= Korangi Sector 33 =

Neighbourhood of Karachi, Pakistan

Korangi Sector 33 (کورنگی) is a neighbourhood in the Korangi District in eastern Karachi, Pakistan. It was previously part of Korangi Town, which was an administrative unit that was disbanded in 2011. The area is divided into six further townships: 33/A, 33/B, 33/C, 33/D, 33/E, and 33/F.

33/A, is the main and biggest area of Sector 33 it comprises the main Markets, Banks, Hospitals, Restaurants, Hotels, Electronic Market and other businesses and is the center business hub of Korangi.

The housing schemes of 33/B, 33/C, D, and F, comprising 60 and 80 square yard houses, were primarily allotted to working class strata of Karachi.

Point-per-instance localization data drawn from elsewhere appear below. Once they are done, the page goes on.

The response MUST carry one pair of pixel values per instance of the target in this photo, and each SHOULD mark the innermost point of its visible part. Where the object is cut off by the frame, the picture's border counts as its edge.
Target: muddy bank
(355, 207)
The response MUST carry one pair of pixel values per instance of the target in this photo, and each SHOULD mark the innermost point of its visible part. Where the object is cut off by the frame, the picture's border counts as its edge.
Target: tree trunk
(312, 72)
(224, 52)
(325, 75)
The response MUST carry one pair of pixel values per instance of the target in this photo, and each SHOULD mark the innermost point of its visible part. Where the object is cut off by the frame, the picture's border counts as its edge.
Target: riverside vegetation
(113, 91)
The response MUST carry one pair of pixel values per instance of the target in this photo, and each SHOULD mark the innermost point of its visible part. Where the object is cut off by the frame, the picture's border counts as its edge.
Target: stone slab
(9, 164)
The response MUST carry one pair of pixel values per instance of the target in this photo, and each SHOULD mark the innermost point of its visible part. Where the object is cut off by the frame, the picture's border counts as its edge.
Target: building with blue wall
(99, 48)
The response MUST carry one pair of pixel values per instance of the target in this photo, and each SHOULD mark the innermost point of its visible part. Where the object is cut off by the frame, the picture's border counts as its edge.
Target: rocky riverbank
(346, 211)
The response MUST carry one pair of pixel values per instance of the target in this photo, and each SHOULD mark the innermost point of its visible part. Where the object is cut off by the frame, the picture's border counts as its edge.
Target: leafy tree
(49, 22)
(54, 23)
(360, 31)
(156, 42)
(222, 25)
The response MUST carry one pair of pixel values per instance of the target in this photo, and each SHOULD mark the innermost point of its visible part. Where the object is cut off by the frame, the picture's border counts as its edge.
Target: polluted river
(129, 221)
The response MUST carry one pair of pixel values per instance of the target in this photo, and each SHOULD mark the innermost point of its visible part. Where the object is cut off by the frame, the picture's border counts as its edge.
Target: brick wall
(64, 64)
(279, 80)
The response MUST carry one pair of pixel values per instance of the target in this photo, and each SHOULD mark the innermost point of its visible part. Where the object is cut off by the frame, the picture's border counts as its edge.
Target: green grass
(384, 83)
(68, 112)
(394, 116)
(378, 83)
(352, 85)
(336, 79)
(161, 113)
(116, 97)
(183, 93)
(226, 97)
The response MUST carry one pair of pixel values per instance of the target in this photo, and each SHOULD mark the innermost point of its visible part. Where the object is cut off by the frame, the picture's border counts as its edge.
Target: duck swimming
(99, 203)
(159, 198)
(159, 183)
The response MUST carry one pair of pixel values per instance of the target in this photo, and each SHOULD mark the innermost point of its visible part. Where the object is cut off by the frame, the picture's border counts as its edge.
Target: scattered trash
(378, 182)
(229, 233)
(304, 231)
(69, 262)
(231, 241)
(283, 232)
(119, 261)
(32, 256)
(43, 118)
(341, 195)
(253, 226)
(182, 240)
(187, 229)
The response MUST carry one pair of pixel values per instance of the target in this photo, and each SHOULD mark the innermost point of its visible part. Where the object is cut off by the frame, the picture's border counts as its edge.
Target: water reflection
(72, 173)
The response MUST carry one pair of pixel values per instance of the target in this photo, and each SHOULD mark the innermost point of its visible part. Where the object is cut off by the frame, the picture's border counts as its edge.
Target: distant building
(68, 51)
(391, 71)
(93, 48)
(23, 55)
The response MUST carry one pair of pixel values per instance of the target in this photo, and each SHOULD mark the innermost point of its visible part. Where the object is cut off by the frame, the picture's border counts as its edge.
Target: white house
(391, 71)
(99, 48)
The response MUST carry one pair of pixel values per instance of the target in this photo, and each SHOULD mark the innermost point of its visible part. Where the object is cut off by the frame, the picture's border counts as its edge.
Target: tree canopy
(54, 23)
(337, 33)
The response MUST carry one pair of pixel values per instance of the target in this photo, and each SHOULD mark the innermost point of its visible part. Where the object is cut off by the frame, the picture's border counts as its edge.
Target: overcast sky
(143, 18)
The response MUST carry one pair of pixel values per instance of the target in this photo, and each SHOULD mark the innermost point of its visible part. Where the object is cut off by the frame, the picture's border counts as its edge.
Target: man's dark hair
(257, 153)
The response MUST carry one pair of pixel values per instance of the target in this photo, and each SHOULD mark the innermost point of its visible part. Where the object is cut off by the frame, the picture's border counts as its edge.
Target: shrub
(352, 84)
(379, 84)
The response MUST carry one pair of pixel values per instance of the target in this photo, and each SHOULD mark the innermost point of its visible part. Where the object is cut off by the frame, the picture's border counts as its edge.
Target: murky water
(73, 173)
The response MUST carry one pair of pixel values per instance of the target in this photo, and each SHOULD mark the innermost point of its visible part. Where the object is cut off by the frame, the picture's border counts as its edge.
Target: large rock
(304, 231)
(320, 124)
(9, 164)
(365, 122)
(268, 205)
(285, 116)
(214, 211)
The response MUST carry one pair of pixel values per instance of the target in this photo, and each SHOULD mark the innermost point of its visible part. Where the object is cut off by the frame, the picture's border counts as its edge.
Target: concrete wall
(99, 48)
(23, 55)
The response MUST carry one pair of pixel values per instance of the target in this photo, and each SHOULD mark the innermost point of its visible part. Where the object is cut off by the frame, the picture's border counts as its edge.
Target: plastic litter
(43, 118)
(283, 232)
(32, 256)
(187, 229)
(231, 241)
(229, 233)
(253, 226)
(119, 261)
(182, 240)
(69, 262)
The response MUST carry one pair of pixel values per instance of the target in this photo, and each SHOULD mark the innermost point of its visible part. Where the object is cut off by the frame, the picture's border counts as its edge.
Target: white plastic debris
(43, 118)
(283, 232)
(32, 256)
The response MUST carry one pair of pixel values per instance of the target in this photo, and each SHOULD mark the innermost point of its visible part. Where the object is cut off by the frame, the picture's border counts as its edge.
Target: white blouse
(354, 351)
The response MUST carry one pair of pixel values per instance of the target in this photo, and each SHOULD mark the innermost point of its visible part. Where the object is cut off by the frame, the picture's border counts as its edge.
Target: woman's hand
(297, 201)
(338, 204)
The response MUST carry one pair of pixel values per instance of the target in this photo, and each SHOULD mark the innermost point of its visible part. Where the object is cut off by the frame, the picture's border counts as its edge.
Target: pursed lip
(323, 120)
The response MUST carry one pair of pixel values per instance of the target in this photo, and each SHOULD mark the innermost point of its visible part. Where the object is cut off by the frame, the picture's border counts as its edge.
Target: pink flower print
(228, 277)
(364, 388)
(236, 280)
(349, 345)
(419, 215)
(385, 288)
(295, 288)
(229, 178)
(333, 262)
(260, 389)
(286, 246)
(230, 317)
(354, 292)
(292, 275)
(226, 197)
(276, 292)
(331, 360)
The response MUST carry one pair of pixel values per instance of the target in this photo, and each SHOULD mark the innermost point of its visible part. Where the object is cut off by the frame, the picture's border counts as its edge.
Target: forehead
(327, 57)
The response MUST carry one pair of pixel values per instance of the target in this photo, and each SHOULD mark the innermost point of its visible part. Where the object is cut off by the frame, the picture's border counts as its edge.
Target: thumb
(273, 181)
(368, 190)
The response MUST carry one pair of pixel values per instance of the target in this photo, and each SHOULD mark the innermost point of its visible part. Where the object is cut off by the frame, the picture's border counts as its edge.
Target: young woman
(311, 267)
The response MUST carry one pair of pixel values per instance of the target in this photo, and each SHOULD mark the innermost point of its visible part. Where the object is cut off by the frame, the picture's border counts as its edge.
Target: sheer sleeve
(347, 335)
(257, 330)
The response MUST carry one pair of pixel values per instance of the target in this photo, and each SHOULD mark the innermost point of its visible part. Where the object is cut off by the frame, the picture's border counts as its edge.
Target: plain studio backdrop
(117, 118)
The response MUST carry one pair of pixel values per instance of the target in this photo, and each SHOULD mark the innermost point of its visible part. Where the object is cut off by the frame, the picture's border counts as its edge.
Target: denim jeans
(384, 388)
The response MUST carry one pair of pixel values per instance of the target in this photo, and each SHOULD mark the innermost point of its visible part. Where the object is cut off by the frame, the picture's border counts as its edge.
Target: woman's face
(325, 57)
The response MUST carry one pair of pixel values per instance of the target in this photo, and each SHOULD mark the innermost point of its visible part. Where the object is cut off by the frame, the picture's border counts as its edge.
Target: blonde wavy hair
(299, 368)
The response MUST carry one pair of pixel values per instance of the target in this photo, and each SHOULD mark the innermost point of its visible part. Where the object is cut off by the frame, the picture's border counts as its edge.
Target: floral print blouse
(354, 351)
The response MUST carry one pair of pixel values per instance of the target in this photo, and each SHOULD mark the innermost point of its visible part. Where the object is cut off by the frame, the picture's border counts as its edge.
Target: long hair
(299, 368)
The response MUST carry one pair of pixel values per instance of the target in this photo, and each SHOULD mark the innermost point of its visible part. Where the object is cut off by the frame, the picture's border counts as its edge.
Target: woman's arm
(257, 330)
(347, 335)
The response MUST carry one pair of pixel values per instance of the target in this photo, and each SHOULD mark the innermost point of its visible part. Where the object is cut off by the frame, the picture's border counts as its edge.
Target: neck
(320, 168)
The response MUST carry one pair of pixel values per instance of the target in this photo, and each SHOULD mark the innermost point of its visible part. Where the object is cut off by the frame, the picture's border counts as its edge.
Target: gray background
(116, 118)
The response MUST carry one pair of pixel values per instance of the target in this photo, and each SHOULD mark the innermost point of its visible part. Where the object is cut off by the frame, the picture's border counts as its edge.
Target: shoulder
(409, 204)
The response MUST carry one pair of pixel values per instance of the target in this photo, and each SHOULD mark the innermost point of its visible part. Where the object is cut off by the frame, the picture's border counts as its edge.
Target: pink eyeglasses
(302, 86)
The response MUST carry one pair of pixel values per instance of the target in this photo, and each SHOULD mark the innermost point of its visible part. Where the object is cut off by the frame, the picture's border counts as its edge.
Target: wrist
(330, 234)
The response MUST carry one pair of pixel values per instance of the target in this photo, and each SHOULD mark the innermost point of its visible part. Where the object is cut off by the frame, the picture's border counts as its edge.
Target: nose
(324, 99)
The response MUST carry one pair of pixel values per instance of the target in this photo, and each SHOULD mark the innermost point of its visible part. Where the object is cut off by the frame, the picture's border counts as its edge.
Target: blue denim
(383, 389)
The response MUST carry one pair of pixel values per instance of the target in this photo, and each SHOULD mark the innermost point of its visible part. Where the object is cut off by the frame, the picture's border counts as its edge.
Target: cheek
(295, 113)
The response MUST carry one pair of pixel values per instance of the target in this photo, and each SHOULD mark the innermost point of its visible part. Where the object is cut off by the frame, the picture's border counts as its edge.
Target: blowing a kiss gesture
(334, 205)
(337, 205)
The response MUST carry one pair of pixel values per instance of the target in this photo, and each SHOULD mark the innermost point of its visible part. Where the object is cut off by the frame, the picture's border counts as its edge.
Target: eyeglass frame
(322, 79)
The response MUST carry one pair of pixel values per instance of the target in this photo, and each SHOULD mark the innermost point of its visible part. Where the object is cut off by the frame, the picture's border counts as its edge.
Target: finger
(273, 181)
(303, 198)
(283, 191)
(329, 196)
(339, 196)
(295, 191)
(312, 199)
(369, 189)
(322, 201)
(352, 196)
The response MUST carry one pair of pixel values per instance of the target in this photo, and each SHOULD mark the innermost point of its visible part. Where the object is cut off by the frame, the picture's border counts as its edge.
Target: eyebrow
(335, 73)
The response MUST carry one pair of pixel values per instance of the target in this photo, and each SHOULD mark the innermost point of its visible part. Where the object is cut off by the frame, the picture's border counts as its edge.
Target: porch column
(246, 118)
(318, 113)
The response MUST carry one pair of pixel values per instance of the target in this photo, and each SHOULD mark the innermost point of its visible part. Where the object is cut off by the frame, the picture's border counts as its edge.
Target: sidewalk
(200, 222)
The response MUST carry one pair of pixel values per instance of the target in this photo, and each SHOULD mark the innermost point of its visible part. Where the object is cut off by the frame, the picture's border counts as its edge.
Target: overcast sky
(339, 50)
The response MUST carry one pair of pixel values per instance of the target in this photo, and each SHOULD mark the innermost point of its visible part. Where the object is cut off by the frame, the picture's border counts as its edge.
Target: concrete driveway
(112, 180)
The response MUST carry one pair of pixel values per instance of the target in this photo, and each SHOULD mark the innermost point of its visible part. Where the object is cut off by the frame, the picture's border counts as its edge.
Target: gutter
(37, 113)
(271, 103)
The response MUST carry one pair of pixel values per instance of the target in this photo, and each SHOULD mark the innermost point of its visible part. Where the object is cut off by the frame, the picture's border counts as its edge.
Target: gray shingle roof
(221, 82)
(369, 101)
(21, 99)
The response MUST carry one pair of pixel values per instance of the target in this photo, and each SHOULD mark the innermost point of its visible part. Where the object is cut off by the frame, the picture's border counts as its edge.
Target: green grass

However, 33/E was allotted to Pakistan Navy's employees. 33/A and 33/E are the only scheme in Sector 33 which has 120 square yards for each house. Second, the lanes and streets of 33/A and 33/E are wider properly laid plains which attracted upper-middle and middle-class people from the neighboring areas.

==Neighbourhoods==
- Sector A, Sector B, Sector C, C Area, O Area, and Q Area P Area

==Demographics==
Majority of people living in this area are Urdu-speaking Muhajirs.